IMO 1961 - Problem 6

Problem: A plane $\epsilon$ is given and on one side of the plane three nocollinear points $A,B$ and $C$ such that the plane determined by them is not parallel to $\epsilon$. Three arbitrary points $A',B'$ and $C'$ in $\epsilon$ are selected. Let $L,M$ and $N$ be the midpoints of $AA',BB'$ and $CC'$ and $G$ the centroid of $\triangle{LMN}$. Find the locus of all points obtained for $G$ as $A',B'$ and $C'$ are varied (independently of each other) across $\epsilon$.

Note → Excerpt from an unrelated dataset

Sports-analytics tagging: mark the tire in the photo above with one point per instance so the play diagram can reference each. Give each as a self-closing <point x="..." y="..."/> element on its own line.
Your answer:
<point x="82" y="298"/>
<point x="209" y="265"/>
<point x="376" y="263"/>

Solution: Let $h(X)$ denote the distance of a point $X$ from $\epsilon$, $X$ restricted to being on the same side of $\epsilon$ as $A,B$ and $C$. Let $G_1$ be the (fixed) centroid of $\triangle{ABC}$ and $G_1'$ the centroid of $\triangle{A'B'C'}$. It is trivial to prove that $G$ is the midpoint of $G_1G_1'$. Hence varying $G_1'$ across $\epsilon$, we get that the locus of $G$ is the plane $\alpha$ parallel to $\epsilon $ such that:
$X\in \alpha\iff h(X)=\frac{h(G_1)}{2}=\frac{h(A)+h(B)+h(C)}{6}$.